Autocallable ETFs: how they deliver yield and risk

Solactive CMO Timo Pfeiffer told Off the Record that autocallable ETFs use bank notes via swaps and index rules to target 8–10% yield but can lose value if the underlying drops about 30–40%.

Timo Pfeiffer, chief marketing officer at Solactive, described autocallable ETFs as funds that replicate bank-issued autocall notes using swap agreements and rule-based indices. The structures aim to pay higher annual income, commonly around 8–10%, while exposing investors to large losses if the underlying index falls past a preset barrier, often in the 30–40% range.

The funds follow a set schedule of observations, usually once a year. If the index is at or above the trigger level on an observation date, the product can pay principal plus the coupon for the period and end early. If the trigger is not met, the strategy continues to the next observation, typically until a multi-year maturity such as five years.

Issuers generally do not place individual structured notes inside the ETF. Instead, they enter swaps with banks that provide the autocall payoff profile. An index defines the observation dates, trigger rules and coupon calculations, and automates monitoring and rebalancing. Pfeiffer described the index as “the engine behind it.”

Pfeiffer said the autocallable ETF trend started in the United States about a year earlier and has spread to Canada and Europe. He cited the wider option-based ETF category at roughly $300 billion in assets and noted individual large products that have tens of billions. By comparison, banks issued about $140 billion of autocall notes in 2025, while assets in autocallable ETFs remained on the order of a few billion dollars.

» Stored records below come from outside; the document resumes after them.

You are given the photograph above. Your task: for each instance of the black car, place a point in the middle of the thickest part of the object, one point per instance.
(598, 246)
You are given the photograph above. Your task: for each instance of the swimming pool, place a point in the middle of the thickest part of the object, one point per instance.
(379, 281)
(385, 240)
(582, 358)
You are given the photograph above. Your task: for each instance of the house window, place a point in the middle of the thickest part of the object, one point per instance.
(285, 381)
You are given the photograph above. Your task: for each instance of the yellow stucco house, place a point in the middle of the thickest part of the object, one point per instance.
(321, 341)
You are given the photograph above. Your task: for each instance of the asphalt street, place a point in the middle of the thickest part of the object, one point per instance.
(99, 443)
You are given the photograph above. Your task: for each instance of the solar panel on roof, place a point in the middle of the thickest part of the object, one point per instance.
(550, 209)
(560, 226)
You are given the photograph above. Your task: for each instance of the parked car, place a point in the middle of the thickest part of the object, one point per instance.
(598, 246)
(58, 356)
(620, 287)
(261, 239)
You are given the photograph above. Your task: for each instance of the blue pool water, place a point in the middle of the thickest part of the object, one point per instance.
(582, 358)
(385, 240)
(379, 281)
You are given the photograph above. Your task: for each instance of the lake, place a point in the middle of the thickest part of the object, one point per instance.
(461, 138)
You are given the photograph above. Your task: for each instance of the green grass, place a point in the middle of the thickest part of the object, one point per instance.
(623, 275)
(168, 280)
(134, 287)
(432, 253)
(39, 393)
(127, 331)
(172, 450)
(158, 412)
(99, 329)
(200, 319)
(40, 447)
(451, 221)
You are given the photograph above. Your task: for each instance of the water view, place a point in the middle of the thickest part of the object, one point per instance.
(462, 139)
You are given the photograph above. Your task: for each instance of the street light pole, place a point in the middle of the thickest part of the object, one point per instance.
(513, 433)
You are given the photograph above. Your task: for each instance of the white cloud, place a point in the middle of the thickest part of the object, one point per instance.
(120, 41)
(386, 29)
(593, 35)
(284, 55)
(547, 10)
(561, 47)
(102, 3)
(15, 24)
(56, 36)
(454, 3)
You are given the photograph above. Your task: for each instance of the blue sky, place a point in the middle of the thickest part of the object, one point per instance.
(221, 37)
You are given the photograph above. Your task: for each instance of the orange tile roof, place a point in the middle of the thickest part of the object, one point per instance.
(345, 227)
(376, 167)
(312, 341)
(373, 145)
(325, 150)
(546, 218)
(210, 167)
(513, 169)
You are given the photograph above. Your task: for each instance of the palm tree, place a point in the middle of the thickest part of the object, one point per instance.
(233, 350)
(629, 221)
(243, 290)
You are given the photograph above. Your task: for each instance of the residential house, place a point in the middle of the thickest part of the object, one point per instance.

The ETF wrapper changes the investor experience compared with buying single bank notes. A fund can spread exposure across issuance dates and strike levels, offering diversification versus selecting one of thousands of listed notes. ETFs provide exchange listing and intraday liquidity and present a single regulatory and operational structure that advisers and platforms can use more easily. Pfeiffer noted retail investors in some markets face thousands of individual autocall listings; he gave about 15,000 as an example for Germany.

Autocallable ETFs tend to perform best in mildly positive equity markets, where small gains trigger coupons and early redemptions. In a strong bull market, a direct equity allocation can outperform. A sharp market drop that breaches the downside threshold will produce losses for holders. Pfeiffer warned, “There is a downside risk that you are accepting.”

Historically, structured autocall notes were sold through retail channels, private banks and wealth managers. The ETF format may broaden access by simplifying distribution and lowering per-investor costs, but tax rules and market structure differences between regions will affect adoption. Pfeiffer also said the approach could be applied to other underlyings over time, though equity indices are likely to remain the largest share.